BLAÏN ou BLAŸN (Louis de)) seigneur du Poët-Célard, de Mornans, de Barry et autres lieux, capitaine protestant connu sous le nom de du Poët et l'un de ceux qui jouèrent un rôle important, en Dauphiné, pendant les guerres dites de religion, est également un de ceux, à propos de qui on a commis le plus d'erreurs. D'abord, il n'était pas fils de Pierre de Marcel et de Marguerite Blaïn, mais bien de Blanche de Caritat et de Raymond Blayn, un des gentilshommes qui déclarèrent devant Bérolle, notaire à Montélimar, le 8 avril 1562, vouloir " vivre selon la pure doctrine refformée et l'Evangile. " Et, s'il est vrai qu'il eut pour trisaïeul un André de Marcel, mari de Marguerite Blaïn, fille et héritière de Charles, seigneur du Poët-Célard, il résulte également de quantité d'actes authentiques, que les descendants de cet André ne portèrent pas d'autre nom que celui de Blayn. On voit, en effet, que Jean Blayn, seigneur du Poët-Célard et de Saint-Médard-sur-Piégros, qui vivait encore en 1520, ayant épousé, quarante ans auparavant, Jeannette du Puy, fille du seigneur de Rochesur-Grâne, fut père de Gabriel, seigneur du Poët-Célard ; d'Antoine, docteur ès lois, seigneur de Saint-Médard ; de Louis, protonotaire apostolique, curé de Rives ; d'Antonie, femme d'Etienne Vincent de Causans, et d'Alix, femme de Robert de Sachanats, seigneur de Lonnay ; que Gabriel, seigneur du Poët-Célard, épousa : 1º Marguerite de Priam, qui le rendit père d'Almote, femme de Dalmas du Puy, et 2º Blanche du Puy, qui était veuve en 1530 et fut mère de Raymond Blayn, père de du Poët ; enfin, que Jean Blayn, fils et héritier d'Antione, seigneur de Saint-Médard, fiança, le 17 juin 1529, Jeanne Rabot, fille de Bertrand et d'Agnès Peccat, dotée de 4,000 livres, mais que la dite Agnès préféra ensuite se faire religieuse. Quant à la peine que s'est donnée Pithon-Curt pour faire remonter les Marcel au xive siècle, en les substituant aux Blayn, de qui ils n'héritèrent qu'au xviie siècle, elle s'explique d'autant moins, qu'il est établi que Pierre Blayn, licencié ès lois, possédait une partie de la seigneurie de Saint-Médard dès 1347, et fit hommage au comte de Valentionis, pour biens sis à Crest, le 4 janvier 1358.

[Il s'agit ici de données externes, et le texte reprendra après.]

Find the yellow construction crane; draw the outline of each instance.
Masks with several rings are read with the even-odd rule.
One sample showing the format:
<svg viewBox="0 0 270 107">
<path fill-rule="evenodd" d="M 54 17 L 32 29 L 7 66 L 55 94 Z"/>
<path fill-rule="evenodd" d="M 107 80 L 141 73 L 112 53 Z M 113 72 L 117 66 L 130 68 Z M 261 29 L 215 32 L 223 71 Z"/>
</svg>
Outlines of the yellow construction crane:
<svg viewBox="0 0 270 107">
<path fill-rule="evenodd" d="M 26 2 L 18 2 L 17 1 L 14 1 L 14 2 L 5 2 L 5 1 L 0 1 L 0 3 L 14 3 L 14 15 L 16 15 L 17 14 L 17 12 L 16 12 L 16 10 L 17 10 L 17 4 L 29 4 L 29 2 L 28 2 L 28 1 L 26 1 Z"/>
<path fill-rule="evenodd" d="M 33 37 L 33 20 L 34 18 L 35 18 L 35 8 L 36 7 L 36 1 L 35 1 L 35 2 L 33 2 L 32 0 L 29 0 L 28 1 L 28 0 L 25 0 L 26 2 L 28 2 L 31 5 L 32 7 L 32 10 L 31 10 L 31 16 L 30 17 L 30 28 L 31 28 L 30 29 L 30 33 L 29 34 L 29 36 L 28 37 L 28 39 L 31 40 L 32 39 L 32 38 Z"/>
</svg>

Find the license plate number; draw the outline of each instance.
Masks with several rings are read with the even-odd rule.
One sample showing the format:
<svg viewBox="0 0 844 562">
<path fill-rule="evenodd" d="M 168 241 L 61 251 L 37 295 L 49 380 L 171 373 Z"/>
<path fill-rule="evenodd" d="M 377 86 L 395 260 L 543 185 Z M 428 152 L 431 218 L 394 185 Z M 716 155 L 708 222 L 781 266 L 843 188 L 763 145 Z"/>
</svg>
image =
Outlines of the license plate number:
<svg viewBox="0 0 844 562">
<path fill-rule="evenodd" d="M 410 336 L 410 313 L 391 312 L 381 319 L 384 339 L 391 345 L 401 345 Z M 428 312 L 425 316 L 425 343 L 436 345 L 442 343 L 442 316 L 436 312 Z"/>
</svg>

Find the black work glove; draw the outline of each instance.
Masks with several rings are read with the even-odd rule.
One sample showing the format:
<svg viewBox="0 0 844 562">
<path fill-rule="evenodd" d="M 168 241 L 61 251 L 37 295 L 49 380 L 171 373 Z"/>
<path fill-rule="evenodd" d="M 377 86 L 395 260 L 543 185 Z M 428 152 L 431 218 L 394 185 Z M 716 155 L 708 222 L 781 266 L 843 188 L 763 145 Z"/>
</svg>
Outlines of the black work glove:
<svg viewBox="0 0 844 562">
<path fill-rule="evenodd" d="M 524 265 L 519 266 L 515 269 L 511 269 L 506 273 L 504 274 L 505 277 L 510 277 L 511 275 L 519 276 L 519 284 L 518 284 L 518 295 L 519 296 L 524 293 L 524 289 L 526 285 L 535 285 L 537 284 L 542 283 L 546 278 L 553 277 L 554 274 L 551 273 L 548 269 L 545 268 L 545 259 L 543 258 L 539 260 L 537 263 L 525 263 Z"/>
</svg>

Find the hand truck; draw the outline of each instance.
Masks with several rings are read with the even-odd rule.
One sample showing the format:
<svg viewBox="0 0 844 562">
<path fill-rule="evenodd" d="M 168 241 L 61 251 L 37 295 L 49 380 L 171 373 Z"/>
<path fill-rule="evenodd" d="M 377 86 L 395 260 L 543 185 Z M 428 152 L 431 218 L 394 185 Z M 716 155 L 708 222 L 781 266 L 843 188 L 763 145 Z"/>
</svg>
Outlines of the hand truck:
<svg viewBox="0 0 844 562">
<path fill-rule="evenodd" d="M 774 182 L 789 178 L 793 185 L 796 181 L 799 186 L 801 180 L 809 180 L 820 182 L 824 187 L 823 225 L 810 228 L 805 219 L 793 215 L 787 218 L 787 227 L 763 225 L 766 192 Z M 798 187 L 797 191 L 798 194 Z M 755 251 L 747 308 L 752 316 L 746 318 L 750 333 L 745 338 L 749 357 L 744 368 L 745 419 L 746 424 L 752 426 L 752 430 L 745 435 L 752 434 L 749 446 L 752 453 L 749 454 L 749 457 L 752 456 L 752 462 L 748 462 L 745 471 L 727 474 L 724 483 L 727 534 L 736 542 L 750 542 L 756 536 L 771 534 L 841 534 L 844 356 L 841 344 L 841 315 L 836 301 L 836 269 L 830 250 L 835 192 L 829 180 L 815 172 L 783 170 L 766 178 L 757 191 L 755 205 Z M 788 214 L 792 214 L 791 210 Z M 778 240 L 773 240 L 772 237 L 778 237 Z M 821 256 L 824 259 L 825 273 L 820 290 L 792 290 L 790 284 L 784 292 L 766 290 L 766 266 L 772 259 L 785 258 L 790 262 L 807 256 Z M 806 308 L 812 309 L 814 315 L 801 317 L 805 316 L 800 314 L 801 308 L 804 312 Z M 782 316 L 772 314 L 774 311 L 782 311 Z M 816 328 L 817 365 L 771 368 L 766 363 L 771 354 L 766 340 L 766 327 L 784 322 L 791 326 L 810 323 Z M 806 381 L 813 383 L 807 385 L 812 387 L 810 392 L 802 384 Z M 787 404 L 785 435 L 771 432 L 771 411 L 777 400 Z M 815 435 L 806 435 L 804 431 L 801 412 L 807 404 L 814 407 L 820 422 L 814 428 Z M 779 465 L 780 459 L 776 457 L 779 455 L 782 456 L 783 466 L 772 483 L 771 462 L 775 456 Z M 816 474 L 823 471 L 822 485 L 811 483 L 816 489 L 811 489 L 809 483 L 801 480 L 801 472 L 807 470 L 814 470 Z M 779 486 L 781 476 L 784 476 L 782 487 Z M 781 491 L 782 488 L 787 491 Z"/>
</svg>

Cela dit, constatons que du Poët, qui mourut conseiller d'Etat, capitaine de 50 hommes d'armes, lieutenant général au gouvernement de Saluces et possesseur de nombreuses terres, la Bâtie-Rolland entre autres, c'est-àdire grand seigneur, était si mince gentilhomme, au commencement des guerres de religion, qu'il épousa la fille d'un simple marchand de Bourdeaux, plus tard établi à Crest, Guillaume Allian. D'Aubignè prétend qu'il débuta dans la carrière des armes, à {109}Lyon, en 1563, sous les ordres de Soubise, et Rochas le fait aller en Saintonge, avec Montbrun, en 1569 ; mais il n'est cependant pas question de lui avant la Saint-Barthélemy (24 août 1572), et ce n'est même qu'après la mort de Montbrun et le remplacement de celui-ci par Lesdiguières, qu'il fut un des premiers à reconnaître comme chef des protestants dauphinois, et dont il fut aussitôt un des principaux lieutenants, qu'on peut le suivre. Comptant déjà parmi les chefs du parti en 1575, - ainsi que le prouve l'apposition de sa signature au bas des lettres par lesquelles Gordes et le parlement de Grenoble furent menacés de représailles, si Montbrun, qu'on venait de faire prisonnier, était traité autrement qu'en prisonnier de guerre, - l'importance qu'il eut bientôt après se mesure à ce fait, qu'il est un des cinq signataires des instructions que reçurent Cugie, Comps et autres 11 août 1579, lorsqu'ils se rendirent auprès de la reinemère, pour négocier avec elle, au nom des protestants dauphinois. Cette circonstance rend d'autant moins excusable sa participation à la tentative que fit Cugie, le 29 août 1580, pour se ressaisir du gouvernement de la ville de Die, dont les habitants l'avaient chassé, quatre mois auparavant, à cause de ses violences, tentative dans laquelle quelques obscurs complices de Cugie ayant été tués, le président de la Cour de justice protestante, alors établie à Die, condamna leurs cadavres à être traînés jusqu'à la fosse qui devait les recevoir et sur laquelle on mit un écriteau portant : " Traîtres à leur patrie et religion. "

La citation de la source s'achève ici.